Year 11 history student Pippa Matheson decided to join the group of senior students last year.
Mum Kim Matheson said the 15-year-old spent her summer holiday working to raise money for what would be a $10,000 trip all up.
Matheson said she was disappointed so little of the deposit would be refunded, and that it would be staggered over six months.
"The girls are devastated and some families have been hit very hard.
"Many students and their families have been left significantly out of pocket and many students had fundraised themselves."
In a letter to the school on April 12 seen by the Weekend Herald, Student Horizons owner Jamie Wansey said they had already made payments to the airline, accommodation, excursion and transport providers.
"We also pay our Student Horizons staff for the work that has gone into the tour up until the point of cancellation."
Wansey said the 15 per cent refund was in line with 12 other schools the company was working with who had June and July departures.

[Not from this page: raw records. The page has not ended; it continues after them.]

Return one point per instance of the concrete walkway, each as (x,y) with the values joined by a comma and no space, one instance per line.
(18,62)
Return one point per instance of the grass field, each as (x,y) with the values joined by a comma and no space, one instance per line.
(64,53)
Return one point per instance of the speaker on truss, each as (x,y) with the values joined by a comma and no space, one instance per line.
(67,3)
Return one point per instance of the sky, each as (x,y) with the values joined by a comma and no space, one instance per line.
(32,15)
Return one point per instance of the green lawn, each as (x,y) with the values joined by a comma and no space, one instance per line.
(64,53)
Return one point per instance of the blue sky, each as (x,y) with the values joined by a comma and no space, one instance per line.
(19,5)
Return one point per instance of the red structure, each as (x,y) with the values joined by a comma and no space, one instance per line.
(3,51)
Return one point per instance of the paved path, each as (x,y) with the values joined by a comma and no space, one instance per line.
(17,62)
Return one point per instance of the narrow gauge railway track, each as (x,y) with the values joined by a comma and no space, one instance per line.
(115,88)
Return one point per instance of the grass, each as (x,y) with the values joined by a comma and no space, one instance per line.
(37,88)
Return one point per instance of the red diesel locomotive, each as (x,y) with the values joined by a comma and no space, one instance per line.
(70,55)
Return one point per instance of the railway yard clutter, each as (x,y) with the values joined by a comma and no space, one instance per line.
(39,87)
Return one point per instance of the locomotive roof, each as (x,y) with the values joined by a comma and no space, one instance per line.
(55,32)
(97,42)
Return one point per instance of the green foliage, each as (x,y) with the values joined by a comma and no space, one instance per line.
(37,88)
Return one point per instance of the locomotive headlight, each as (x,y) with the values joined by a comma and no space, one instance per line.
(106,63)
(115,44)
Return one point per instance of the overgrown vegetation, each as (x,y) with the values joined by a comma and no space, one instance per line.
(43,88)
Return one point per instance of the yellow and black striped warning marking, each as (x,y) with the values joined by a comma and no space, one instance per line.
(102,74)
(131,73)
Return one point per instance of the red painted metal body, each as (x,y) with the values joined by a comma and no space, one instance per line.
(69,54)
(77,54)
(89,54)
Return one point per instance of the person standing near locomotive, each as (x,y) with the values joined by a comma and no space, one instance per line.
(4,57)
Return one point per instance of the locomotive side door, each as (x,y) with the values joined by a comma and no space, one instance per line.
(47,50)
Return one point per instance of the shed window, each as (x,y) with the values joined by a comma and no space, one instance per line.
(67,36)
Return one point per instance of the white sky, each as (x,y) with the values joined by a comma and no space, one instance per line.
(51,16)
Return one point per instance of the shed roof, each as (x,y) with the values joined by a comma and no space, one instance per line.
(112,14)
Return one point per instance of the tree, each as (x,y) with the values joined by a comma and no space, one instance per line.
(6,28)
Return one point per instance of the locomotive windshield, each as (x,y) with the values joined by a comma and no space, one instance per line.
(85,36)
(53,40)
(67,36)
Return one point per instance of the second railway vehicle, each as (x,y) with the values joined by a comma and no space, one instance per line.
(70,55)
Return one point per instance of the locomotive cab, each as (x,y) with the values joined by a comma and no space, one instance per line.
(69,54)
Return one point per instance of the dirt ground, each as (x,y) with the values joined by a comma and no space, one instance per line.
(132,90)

He said Student Horizons was not contractually obligated to refund any money but felt "morally and ethically" it was.
He added that group travel booking terms and conditions usually came with more onerous cancellation fees.
The school had three options:
• A 20 per cent credit for the school to use later, but booking was required in the next few months.
• Postponement, but re-booking would cost up to 15 per cent extra.
• Or cancellation with a 15 per cent refund.
In a letter to parents on Tuesday, principal Lorraine Pound said the credit and postponement were not considered viable options by the school.
"I know that it is disappointing that the refund offered by SH is only 15 per cent," Pound wrote.
But she said with travel agencies across the sector facing closure the school needed to move with urgency to claim the offer with a view to securing more from Student Horizons later.
The school did not respond to several attempts by the Weekend Herald for comment.
In a letter Wansey wrote on Thursday, which he supplied to the Weekend Herald, he said Student Horizons had a team exclusively focused on recovering funds from suppliers for client tours.
He said the business, which organises up to 80 school trips a year, had reached a point where it could no longer ease its non-refundable terms as had been done for the April and July tours.
Student Horizons was now in "semi-hibernation" as the business tried to survive the "catastrophic" impact of Covid-19 on the travel and tourism sector.
He told the Weekend Herald in a statement: "We have longstanding robust partnerships with schools across New Zealand and we are working in consultation with each school to arrive at the best possible outcome in what are very difficult and challenging circumstances for everyone involved".
Student Horizons used the wage subsidy in New Zealand for six employees, receiving $42,177.
A Commerce Commission spokeswoman said it received a complaint about Student Horizons on Friday, which was being assessed.
She said the Commission had received 353 complaints about travel cancellations and refunds relating to Covid-19.
Under the commission's Covid-19 disrupted travel, events and trade guidance, when a contract is frustrated, the Contract and Commercial Law Act 2017 applies.
The CCL Act says the consumer is entitled to a refund, but the business may
retain its reasonable expenses and overheads incurred in relation to the contract.
Consumer NZ chief executive Jon Duffy agreed travel agents should retain part of the deposit to cover costs.
However, he recommended the agent be asked to justify the amount being retained.